Admiro
la paciencia y la meticulosidad de los pescadores de playa. Llegan cuando los
atardeceres se apropian del mundo. A esas horas el mar se calma y el cielo se
colorea como por hechizo. Parece que el mar los espere para conversar con ellos
en silencio. Plantan sus cañas en la arena, aún caliente, a ras de las últimas
olas que llegan exhaustas a la playa. Preparan los aparejos delicadamente,
saben que la precisión es un secreto importante para engañar a algún pez
hambriento y perdido. Extraen de sus cajitas los anzuelos traidores donde
pondrán los cebos más atrayentes. Juegan con el engaño. Saben perfectamente los
gustos más sibaritas de cada especie. En un ejercicio armónico arquean
acompasadamente su cuerpo para lanzar a la distancia justa sus cañas sutiles y
resistentes.
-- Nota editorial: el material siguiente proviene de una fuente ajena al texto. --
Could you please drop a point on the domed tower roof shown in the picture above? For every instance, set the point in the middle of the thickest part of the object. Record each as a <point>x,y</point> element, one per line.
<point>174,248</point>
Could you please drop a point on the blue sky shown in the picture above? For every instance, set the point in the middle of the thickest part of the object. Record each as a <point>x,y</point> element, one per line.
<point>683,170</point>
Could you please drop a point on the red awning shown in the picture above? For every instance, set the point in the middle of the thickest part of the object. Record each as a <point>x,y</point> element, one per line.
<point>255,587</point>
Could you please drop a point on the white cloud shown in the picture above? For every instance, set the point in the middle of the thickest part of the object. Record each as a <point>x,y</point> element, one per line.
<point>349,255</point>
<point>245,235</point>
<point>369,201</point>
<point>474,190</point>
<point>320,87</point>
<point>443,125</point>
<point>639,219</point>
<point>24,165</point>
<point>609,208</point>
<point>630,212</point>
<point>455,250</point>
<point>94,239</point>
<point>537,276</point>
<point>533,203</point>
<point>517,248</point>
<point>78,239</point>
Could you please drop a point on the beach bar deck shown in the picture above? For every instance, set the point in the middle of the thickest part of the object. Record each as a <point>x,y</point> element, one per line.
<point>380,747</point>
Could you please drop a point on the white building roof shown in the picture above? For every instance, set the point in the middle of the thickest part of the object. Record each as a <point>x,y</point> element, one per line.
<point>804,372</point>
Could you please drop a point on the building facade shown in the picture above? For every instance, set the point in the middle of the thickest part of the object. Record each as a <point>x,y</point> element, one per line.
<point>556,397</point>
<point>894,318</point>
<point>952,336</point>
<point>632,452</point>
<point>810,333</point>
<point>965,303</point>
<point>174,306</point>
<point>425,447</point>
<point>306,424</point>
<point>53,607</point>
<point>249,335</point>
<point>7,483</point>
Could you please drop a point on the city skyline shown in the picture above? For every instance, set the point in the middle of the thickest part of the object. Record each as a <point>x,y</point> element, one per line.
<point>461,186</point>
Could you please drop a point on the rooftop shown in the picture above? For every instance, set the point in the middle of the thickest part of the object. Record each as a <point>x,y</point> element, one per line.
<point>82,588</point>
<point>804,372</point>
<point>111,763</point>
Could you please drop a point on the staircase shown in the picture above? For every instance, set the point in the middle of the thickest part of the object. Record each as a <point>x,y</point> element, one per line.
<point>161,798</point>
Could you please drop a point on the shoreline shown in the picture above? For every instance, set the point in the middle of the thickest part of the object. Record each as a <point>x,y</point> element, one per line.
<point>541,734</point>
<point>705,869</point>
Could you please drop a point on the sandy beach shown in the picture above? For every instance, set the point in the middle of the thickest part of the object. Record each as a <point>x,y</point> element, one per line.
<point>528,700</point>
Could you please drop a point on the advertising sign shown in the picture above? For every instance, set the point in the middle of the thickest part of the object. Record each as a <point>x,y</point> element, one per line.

El ruido delicado y penetrante del hilo de pescar liberado del
carrete es el inicio de la espera, de una larga e incierta espera. Se sientan
en sillas de playa y esperan aquella vibración imperceptible que sólo ellos
saben distinguir de las otras allí donde acaba la caña y comienza el hilo. Los
pescadores de playa están frente al mar y se pasan las horas mirando el cielo.
Siempre miran el cielo.
(Joan
Isaac, Mayo 2017)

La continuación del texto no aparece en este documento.